Art Basel runs like a Swiss clock, flawlessly operated and enjoying its 46th edition. At the helm is the French-American director Marc Spiegler; if ever there was someone obsessed with VIP collectors, big ticket sales, and details, it is him. Yet it’s the selection committee that he appoints who rules the roost—powerful gatekeepers of the artworld deciding who is in and who is out, not just for Basel but for the international scene. In the ever-globalizing art world, it’s at these international art fairs where up to 60 percent of galleries sales happen. Basel remains the king of art fairs where galleries bring their most-prized work. On the first three preview days the collectors pile up at the door waiting for the doors to open. Here below, you’ll find Document’s top ten must-sees for this edition of Art Basel.

 

1. Gunter Uecker at Unlimited presented by Dominique Levy

Uecker drove nails into his canvasses and sculptures, breaking open the picture plane, making art move. Sandmuhle is proto-minimalism, with cords of rope twirling around a central axis, and sand raked in a labyrinthian spiral.

 

2. Wu Tsang and Oscar Murillo at Unlimited presented by Isabella Bortolozzi 

Wu Tsang’s “documentaries” address safe spaces. His film Damelo Todo//Odot Olemad is based on a story retold by Raquel Gutierrez about Tsang’s own Wildness nights at the LA bar Silver Platter, which tells the story of fifteen year old transgender Teodulo Mejia who moves from El Salvador to LA. The star of Bortolozzi’s booth is the massive installation by art market darling Oscar Murillo. An epic installation lines one entire wall of her booth with protest banners interspersed with mannequins and paintings. Her gallery captures the zeitgeist of the international art world.

 

3. Mike Kelley at Hauser and Wirth 

This is one of the later works from Mike Kelley’s iconic stuffed animal series Half a Man. This holds a personal significance to Kelley as it hung over his bed. His dirty stuffed animals (most of which came from second hand stores) are outlined in Sleigh Bells — meant to evoke memories of the holidays that he described as “shared culture of abuse.” Lucky for all of us it will only be sold to an American museum, we are holding our breath of whose collection it will be placed in.

 

4. Sphere Lutetia by Jesus Raphel Soto at Unlimited presented by Galerie Perrotin

With the exiting of Yves Lambert in January 2015 there has been a clear passing of the torch in Paris to celebrity gallerist Emmanuel Perrotin. This massive and beautiful Jesus Raphel Soto work from 1996 in one of the most monumental pieces in Unlimited, suspended from the ceiling.

 

5. Elaine Sturtevant at Unlimted presented by Galerie Thaddaeus Ropac

Elaine Sturtevant’s recent retrospective at MoMA after her death has finally brought her work into the art history books and the American spotlight. She is the mother of one of the most ciritcal and important movements in contemporary art, appropriation images and thereby questioning the authenticity and idea of the original. She uses blue candy to recreate a work by Félix González-Torres who dies of AIDS in 1996.

 

6. Jose Dávila at OMR 

Presented at OMR, this Mexican artist makes cutouts of architecturally interesting buildings with an emphasis on balance and juxtapositions.

 

7. Borna Sammak at Statements presented by JTT

Sammak is a ‘hunter and gatherer’ of digitalized images. This ultra-bright colored booth captures the visual pleasure of the internet.

 

8. William E. Jones and Mary Weatherford at David Kordansky

Mary Weatherford lovingly affixes glowing handmade neon tubes in abstract compositions. The William E. Jones is a hauntingly timely piece in which a story is told in multiple images: videos and slides of Satan visiting the Paris Peace Accords in 1972 to speak to Henry Kissinger about the apocalypse coming to America.

 

9. Ryan McGinley’s YEARBOOK presented by team (gallery, inc.)
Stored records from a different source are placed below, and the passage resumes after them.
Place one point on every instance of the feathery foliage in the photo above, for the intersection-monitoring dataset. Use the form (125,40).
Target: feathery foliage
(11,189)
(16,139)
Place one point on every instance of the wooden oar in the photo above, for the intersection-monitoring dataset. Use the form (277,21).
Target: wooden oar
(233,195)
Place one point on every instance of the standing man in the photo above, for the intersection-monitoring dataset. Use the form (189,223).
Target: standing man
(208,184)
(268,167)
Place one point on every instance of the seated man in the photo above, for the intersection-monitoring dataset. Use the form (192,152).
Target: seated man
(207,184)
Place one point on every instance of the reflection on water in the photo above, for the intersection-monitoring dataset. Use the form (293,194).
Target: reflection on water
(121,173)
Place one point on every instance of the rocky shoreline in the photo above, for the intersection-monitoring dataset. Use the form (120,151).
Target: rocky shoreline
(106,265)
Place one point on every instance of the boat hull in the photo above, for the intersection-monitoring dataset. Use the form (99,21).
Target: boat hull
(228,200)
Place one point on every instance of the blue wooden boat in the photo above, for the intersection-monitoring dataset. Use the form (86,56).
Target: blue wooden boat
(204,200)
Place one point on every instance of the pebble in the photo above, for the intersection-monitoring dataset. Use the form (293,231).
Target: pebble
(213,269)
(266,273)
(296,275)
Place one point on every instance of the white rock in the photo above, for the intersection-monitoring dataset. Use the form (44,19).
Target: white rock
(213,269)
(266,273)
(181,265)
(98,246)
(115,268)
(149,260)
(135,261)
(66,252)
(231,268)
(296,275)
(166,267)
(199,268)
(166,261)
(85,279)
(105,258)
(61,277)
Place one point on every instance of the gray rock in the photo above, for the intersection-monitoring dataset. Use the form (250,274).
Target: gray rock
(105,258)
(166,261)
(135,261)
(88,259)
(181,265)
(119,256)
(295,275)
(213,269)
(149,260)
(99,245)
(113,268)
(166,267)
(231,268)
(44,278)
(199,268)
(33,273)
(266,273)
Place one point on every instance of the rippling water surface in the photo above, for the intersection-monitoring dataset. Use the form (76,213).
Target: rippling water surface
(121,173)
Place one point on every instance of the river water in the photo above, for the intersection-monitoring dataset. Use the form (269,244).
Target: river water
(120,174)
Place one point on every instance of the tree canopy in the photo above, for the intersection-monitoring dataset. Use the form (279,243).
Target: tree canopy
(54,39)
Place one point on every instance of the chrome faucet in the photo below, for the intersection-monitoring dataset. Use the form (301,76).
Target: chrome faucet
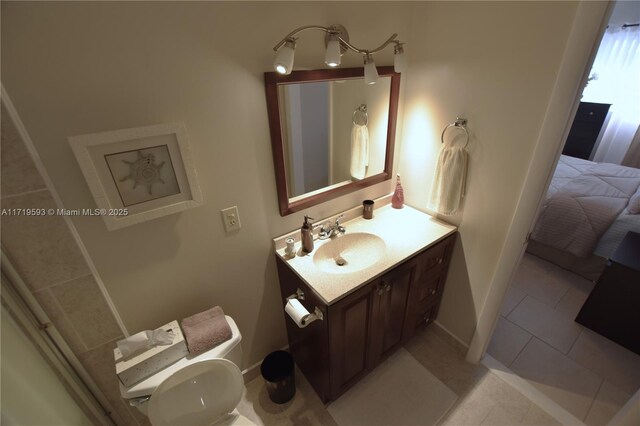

A room wallpapered from ceiling to floor, with over 500 studio portraits and 200 models. It is not just a collection of portraits but a Warhol-like cataloging of New York’s artistic youth, all in the nude.

 

10. Alicia Framis in Parcours presented by Juana de Aizpuru

Installed inside the upper floor of the Niklaus Chapel from the 15th century; a wooden shipping crate turned into a library; part of the acclaimed Parcours series that is all around the town of Basel and lined with banned books.